“俺様”大家の王国
奈央は、寝返りを打っていた。
こちらには背中を向けていたが、平和そうに肩が上下している。
腹式呼吸は、ばっちりできているようだった。
ただ、本当に眠ってしまっている事を除けば……。
「嘘だろ……警戒心無さすぎ」
ミエロは曲を中断して、頭を抱えてうんうん唸った。
苦悩した。強く弱い獣。野生動物よ。
お前はヒョウやチーターじゃないのか。
その辺の野良猫レベルの野生度なのか。
これじゃ、緊張感ゼロじゃん……まあ、ずっと怖がられたり警戒されたりするよりかはいいけどさ、うん。

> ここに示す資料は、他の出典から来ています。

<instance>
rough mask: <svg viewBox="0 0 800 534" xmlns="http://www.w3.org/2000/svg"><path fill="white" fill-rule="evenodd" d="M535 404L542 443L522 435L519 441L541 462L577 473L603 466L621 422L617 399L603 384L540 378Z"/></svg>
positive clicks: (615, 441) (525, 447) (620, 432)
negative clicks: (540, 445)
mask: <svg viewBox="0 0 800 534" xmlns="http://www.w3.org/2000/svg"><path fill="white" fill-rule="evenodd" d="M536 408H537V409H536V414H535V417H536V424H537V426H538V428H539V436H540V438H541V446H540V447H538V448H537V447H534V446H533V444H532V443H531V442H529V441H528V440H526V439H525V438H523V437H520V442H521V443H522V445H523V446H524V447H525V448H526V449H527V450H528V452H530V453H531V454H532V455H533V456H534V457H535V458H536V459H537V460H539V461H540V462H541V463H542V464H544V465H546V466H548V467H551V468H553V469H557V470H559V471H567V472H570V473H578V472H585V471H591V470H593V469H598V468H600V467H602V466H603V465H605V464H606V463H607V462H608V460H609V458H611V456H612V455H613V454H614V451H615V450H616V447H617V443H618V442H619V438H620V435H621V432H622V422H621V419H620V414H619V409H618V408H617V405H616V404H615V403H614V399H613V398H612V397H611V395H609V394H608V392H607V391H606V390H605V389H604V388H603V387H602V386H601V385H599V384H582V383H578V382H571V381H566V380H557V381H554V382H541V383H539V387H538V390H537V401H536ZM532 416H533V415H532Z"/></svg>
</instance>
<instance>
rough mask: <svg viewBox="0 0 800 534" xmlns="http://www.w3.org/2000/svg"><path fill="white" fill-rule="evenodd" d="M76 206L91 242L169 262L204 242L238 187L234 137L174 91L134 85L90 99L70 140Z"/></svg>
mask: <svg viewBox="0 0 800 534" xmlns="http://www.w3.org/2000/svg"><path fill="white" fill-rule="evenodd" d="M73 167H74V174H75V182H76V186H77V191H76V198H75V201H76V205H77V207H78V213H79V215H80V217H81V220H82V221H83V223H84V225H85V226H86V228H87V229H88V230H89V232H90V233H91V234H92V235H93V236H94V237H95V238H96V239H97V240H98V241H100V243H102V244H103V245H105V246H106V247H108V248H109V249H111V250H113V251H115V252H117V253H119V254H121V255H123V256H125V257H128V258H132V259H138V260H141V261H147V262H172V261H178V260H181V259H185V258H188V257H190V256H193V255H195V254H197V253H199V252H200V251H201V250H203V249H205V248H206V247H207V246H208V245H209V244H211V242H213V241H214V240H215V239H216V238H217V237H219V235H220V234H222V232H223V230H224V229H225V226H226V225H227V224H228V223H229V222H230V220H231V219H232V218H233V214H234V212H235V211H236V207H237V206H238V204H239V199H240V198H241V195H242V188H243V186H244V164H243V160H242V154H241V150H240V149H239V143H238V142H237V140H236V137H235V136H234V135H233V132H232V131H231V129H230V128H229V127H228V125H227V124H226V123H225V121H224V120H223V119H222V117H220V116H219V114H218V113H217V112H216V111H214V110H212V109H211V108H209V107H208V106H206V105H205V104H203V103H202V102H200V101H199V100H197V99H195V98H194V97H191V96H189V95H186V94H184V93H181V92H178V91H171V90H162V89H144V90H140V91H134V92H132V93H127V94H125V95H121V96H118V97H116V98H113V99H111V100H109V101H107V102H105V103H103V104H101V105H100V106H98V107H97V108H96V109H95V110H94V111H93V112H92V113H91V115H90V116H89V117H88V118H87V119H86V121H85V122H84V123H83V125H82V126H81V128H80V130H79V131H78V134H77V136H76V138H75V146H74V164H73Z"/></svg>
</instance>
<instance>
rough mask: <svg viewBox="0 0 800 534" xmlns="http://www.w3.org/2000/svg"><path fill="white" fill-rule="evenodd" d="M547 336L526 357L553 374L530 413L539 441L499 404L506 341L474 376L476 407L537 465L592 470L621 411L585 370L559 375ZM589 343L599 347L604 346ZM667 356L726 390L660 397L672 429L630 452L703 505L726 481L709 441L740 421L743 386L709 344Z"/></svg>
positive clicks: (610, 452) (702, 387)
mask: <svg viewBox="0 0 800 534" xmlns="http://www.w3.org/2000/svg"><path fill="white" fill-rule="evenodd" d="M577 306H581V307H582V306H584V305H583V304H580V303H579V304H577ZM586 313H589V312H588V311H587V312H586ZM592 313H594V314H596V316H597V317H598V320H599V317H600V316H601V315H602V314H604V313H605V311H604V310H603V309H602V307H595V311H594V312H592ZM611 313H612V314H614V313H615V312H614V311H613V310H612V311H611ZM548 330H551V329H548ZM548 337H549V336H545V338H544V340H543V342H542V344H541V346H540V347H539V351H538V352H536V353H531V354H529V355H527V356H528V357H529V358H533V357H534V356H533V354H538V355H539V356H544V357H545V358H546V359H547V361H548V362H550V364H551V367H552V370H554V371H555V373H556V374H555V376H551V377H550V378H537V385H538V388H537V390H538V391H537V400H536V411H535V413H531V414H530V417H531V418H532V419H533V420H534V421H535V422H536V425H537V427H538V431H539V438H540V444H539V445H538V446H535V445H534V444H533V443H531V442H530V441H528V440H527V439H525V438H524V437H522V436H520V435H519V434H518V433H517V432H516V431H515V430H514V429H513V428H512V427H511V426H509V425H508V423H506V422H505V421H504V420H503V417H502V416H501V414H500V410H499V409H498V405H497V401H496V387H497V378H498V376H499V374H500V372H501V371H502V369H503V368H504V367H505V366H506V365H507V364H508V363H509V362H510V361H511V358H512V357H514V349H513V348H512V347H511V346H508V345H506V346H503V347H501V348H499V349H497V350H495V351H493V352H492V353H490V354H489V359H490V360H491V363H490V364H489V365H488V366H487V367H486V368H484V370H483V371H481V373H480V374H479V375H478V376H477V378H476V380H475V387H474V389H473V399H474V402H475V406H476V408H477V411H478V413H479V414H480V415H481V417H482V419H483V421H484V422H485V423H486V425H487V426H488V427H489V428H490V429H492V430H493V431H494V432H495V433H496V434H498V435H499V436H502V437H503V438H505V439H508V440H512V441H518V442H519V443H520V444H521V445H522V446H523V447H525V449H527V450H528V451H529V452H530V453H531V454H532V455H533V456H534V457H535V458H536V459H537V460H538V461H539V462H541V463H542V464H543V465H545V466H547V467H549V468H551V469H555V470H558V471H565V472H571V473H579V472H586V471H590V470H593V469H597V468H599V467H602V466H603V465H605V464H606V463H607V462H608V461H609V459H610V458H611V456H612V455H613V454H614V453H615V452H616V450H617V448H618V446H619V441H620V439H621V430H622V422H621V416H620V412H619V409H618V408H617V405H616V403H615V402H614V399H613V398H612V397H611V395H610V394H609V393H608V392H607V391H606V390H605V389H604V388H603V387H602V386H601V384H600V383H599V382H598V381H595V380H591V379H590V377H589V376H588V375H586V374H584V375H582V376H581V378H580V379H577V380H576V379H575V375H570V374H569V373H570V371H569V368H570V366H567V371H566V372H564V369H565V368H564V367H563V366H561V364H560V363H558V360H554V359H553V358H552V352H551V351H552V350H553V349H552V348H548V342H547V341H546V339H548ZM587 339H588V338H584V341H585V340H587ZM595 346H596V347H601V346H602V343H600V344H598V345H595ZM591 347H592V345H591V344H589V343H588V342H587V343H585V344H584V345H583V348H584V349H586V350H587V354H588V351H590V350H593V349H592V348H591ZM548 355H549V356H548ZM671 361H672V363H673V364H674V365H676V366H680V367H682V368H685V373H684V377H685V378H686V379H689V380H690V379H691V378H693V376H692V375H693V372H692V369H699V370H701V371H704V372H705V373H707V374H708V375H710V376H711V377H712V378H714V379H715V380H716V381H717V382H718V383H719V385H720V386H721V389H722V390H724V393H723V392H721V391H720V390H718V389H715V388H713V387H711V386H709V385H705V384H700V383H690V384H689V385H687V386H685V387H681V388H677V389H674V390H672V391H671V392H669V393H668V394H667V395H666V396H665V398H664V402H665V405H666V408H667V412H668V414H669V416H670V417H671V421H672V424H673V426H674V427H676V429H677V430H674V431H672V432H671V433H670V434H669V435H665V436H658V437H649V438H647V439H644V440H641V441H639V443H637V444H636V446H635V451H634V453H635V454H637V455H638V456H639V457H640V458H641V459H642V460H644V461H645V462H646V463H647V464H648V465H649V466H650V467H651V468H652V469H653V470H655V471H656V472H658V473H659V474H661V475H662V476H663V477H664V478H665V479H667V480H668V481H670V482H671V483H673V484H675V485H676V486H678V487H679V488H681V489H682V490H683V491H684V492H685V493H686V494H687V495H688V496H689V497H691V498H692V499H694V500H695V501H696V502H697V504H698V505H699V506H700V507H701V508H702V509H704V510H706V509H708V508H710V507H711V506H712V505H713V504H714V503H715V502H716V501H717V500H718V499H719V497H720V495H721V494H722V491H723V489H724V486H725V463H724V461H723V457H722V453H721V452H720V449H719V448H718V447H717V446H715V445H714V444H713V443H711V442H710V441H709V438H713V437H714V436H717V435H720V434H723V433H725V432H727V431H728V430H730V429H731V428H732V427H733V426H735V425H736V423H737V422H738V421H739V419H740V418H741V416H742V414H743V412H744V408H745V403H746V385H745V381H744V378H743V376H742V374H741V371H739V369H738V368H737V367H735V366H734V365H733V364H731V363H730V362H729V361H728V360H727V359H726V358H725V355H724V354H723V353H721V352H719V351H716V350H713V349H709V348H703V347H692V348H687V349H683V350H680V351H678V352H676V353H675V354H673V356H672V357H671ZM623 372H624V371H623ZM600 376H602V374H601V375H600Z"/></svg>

でもまあ、目を閉じて静かな曲聞いて呼吸をリラックスさせてたら、無理ないかも。
そこまで、疲れてたって事か……。
ミエロは、あれこれ色々考えてから、奈央を起こさない事に決めて、毛布を持ってきてかけた。
彼女が起きていたら、きっと絶対こんな事はしない。
そしてミエロは、奈央が起きるまで、自作のヒーリング曲を弾き続けた。
……どうしてこんなにも自分は素直じゃないのかな。
それだけを、深く考えないようにしながら。